アンサーとして、taizoooさんのScrapboxから引用を仕返したい。taizoooさんのTumblrは、他人の言葉のなかからパンチラインを引用して積み重ねることで、鏡のようにそれをパンチラインだと判断したtaizoooさん自身のすがたをかたちづくっている。しかし、言葉なんか、誰かの口から出た言葉を水のように飲み込んでから、自分の言葉としてまた吐き出すものだし、そのことを自覚しているか、していないかの違いでしかないようにも思う。かっこいい歌や詩は覚えておいて、たとえば楽しかった夜の帰り道とかに、いつでも唱えられるようにしている人はたくさんいる、たぶん。そんな言葉は、もはや、その人のものだ。
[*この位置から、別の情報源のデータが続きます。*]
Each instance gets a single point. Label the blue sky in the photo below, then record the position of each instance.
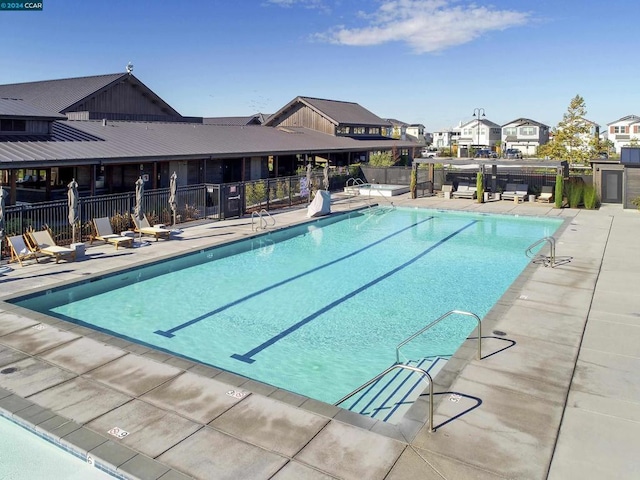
(419, 61)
気持ちを言葉にするとき、どうしてもディテールは失われる。かたちが似た別のなにかへ置き換えるために輪郭が弱まって、その言葉を読む人が自分と重ねる余地がうまれる。異なっているはずのものが、なんだか重なって見えてしまう。そういう言葉を、僕は詩だと思う。だから、詩を書くことは、きわめて具体的な言葉を扱いながら、どうすれば輪郭を溶かして抽象化させていけるのかという技術のように考える。遠くにあるものを近くへ引き寄せて、言葉のピントを外していく。そうやって、誰かとつながるための余白を空けておくのだ。

どうすれば詩を書けるようになるのか。パンチラインとは、情報を圧縮し、語感も大切にした、かなり輪郭が失われた言葉だ。だからこそ、ファイルサイズも軽くて流通しやすい。taizoooさんはカロリーが高いところと言っていたけれど、そのカロリーの高さとは情報量の多さを指しているのではなく、圧縮から解凍するためのデコードに労力を使うからではないかと思う。そして、そのデコードの際に失われた情報量を、読む人がそれぞれ補完している。だから、パンチラインは、あなたの言葉だと思うんです。

冒頭に戻ると、夢のなかを歩いている僕は「あっ」を感知するセンサーをもっと敏感にしたくて、写真を撮ったり、こうやって日記を書いている。この日記のURLをstudiesとしているのも、記録というよりは、そういう練習だと思ってるし、研究だと思うからだ。